Stoll Keenon Ogden PLLC | Advertising Material
Many of us can recall former President Bill Clinton’s famous line, “It depends on what the meaning of the word ‘is’ is.” Most were left scratching their heads, wondering how a single, seemingly insignificant word can change the outcome of an issue.
It turns out that an analysis of a statutory scheme can fall to the interpretation of a simple preposition. The Indiana Supreme Court recently had the pleasure of interpreting the word “in” in West v. Office of Indiana Sec’y of State, No. 49S02-1511-PL-668, 2016 WL 3090189 (Ind. June 2, 2016). And that interpretation certainly altered the outcome of the case, even leading to a reversal of the lower Appellate Court.
The dispute arose when a dealership located in Anderson wanted to relocate into (or “in” if you’re Justice Massa) Hamilton County. Three dealerships located from about seven to 24 miles from the proposed relocation boundary challenged the relocation with the Indiana Secretary of State Auto Dealer Services Division. The problem: only existing dealerships that are located within the “relevant market area” have standing to challenge the proposed relocation. In other words, dealerships must be sufficiently close (within either six or 10 miles) to the boundary line of the proposed relocation before they can raise a challenge.

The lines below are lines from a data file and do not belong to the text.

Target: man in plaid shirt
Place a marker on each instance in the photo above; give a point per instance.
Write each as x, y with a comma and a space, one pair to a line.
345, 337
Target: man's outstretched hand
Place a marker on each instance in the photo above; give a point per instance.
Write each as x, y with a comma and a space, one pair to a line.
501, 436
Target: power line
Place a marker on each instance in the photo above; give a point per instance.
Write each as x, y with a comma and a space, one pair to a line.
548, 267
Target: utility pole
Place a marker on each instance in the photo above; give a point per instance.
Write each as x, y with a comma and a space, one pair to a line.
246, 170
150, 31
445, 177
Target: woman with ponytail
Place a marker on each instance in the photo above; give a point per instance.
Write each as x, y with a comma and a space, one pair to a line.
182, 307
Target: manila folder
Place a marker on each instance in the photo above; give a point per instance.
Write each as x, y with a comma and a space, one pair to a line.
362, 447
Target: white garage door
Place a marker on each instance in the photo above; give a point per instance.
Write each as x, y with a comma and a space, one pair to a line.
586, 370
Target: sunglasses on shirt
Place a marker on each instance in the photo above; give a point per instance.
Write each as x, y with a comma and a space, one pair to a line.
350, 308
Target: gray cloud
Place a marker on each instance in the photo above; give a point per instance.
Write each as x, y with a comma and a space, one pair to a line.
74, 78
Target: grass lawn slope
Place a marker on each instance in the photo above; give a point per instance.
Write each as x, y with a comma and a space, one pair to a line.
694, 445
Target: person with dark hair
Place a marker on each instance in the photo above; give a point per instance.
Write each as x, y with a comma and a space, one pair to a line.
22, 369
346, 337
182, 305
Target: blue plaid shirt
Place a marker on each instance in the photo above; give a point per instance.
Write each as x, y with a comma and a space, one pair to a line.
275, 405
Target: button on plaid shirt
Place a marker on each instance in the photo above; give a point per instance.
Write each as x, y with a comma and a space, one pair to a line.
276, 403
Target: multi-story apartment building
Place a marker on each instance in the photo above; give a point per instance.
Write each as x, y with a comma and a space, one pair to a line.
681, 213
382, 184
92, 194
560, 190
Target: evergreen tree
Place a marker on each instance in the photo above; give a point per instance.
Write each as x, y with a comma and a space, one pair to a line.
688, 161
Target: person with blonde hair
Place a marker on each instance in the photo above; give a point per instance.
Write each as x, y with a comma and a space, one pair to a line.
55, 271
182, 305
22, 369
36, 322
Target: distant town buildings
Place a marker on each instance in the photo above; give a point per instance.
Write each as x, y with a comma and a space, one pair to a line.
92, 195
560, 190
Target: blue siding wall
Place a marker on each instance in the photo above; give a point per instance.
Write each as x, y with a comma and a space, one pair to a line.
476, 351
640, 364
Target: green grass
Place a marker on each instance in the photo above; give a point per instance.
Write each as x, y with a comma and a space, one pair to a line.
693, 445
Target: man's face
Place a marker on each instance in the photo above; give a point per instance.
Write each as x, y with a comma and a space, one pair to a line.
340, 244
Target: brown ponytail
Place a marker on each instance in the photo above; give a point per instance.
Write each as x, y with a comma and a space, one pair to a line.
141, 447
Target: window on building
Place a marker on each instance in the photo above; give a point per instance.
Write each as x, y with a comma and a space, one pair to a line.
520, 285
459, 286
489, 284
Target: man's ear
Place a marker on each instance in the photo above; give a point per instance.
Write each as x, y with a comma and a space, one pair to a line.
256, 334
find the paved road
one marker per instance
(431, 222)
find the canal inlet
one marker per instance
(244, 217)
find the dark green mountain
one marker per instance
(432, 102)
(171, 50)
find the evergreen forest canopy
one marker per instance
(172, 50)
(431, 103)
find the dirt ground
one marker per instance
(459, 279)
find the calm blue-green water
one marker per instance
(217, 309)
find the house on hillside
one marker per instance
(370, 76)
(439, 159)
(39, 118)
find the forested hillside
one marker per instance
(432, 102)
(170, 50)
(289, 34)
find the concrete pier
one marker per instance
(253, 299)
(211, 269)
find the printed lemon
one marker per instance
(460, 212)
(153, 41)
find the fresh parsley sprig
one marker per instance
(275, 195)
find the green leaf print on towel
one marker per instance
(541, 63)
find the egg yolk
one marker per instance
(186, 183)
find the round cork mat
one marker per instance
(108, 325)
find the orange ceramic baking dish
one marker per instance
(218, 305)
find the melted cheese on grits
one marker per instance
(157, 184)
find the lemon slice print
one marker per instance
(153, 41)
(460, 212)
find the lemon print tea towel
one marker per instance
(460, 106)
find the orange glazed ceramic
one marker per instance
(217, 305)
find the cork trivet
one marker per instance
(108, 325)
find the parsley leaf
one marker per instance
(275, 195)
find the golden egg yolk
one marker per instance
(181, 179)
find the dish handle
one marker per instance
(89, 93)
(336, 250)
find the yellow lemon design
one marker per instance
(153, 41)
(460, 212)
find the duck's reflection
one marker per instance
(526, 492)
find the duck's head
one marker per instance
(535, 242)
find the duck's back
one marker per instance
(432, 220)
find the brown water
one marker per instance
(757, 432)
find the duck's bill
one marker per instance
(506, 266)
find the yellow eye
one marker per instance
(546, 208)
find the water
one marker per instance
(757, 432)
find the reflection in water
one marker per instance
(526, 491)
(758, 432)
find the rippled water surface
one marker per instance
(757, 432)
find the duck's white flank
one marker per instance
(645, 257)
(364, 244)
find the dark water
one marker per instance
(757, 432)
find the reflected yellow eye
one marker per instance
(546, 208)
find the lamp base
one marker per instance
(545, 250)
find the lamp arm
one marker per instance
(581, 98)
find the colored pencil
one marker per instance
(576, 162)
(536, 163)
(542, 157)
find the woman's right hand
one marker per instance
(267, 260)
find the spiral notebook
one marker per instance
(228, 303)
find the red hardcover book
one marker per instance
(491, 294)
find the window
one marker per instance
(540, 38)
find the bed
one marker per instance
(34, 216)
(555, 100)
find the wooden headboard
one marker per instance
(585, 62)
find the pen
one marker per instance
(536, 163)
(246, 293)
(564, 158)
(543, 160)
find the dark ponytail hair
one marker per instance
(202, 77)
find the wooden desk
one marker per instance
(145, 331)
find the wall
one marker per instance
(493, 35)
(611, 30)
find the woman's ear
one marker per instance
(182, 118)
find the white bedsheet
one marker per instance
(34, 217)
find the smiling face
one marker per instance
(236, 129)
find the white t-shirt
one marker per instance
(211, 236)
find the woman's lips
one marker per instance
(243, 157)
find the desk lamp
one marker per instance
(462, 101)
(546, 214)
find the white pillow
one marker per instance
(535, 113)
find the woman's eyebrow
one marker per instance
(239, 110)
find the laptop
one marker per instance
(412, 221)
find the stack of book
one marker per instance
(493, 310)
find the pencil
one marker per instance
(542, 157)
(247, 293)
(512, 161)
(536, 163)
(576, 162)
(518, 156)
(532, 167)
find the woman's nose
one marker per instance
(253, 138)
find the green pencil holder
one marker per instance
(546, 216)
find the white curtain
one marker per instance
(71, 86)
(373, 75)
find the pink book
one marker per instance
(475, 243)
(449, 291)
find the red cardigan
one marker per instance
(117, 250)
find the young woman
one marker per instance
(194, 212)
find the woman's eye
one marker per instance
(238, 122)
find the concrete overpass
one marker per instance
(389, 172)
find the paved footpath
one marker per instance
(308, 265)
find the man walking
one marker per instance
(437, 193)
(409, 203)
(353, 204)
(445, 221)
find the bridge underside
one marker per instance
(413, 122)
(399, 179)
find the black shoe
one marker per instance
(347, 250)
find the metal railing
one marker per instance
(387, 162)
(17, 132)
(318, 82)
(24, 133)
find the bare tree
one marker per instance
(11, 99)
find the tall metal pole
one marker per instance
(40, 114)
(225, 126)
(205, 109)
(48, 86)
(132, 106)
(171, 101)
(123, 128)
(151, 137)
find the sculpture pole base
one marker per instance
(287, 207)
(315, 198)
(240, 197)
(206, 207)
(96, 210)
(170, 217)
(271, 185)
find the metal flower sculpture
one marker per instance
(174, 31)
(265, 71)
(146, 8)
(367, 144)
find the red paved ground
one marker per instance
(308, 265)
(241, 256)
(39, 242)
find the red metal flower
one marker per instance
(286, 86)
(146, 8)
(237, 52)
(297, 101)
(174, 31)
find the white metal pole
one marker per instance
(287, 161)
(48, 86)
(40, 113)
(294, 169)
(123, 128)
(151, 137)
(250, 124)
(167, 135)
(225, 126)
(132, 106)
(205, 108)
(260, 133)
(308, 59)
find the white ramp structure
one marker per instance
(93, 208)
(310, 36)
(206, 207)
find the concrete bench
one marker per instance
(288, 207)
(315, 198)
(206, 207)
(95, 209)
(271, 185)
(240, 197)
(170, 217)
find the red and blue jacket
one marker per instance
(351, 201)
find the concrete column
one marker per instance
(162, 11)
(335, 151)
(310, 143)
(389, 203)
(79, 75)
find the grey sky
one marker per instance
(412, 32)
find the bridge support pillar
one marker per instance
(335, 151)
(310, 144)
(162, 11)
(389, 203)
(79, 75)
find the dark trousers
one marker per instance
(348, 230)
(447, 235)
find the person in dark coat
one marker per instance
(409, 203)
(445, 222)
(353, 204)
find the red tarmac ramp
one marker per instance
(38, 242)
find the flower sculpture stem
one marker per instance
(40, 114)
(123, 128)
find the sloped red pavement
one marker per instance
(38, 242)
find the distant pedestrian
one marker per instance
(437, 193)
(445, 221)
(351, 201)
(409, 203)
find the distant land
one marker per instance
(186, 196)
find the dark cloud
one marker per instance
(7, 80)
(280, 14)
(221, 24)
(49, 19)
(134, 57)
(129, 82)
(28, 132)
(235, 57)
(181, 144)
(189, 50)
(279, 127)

How close is close enough? We have a statute for that. “Relevant market area” means “a new motor vehicle dealer who plans to relocate the dealer’s place of business in a county having a population of more than 100,000, the area within a radius of six miles of the intended site of the relocated dealer.” Now, with respect to a “(A) proposed new motor vehicle dealer; or (B) new motor vehicle dealer who plans to relocate the dealer’s place of business in a county having a population of not more than 100,000; the area within a radius of 10 miles of the intended site of the proposed or relocated dealer.”
Put simply, if an established dealer plan to move its dealership in a county with more than 100,000 people, only those existing dealerships within six miles can challenge the plan. If the county has fewer than 100,000 people, only those within 10 miles can challenge the plan. And if an entirely new dealership will be established, rather than just relocated, the 10 mile rule applies, regardless of county population.
Here’s where things get interesting. The dealerships challenging the proposed move argued that the word “in” means “within” a county. The relocating dealership argued that the word “in” means “into” a county. Under the former definition, if a dealership relocates “within” a county of less than 100,000 people, other dealers within 10 miles can object. If relocating “within” a county with more than 100,000, dealers within six miles can object. Under this definition, the relevant market area contemplates the size of the county where the relocating dealership is currently located. If we change the word “within” to “into,” then we contemplate the size of the county that the dealership is moving into, rather than where the dealership is currently located.
Here’s the rub. If the word “in” means “within,” then we have no rule that governs dealerships who cross the county line as a result of relocation. So, the only option is to conclude that the rule that applies to a “proposed new motor vehicle dealer” is not limited to newly established dealerships, but is instead broad enough to capture those dealers who cross the county line, i.e., those moving out of their current county. That’s precisely what the challenging dealers argued. And although the challenging dealers were able to cite statutory support for this position, the Justices didn’t buy it.
In the end, the Supreme Court decided that the word “in” doesn’t necessarily mean “within” or “into,” but means exactly what it means, which is “in.” So when a dealer moves “in” a county, it doesn’t matter whether the dealer crosses the county line or not. The end location is what matters. And now we know.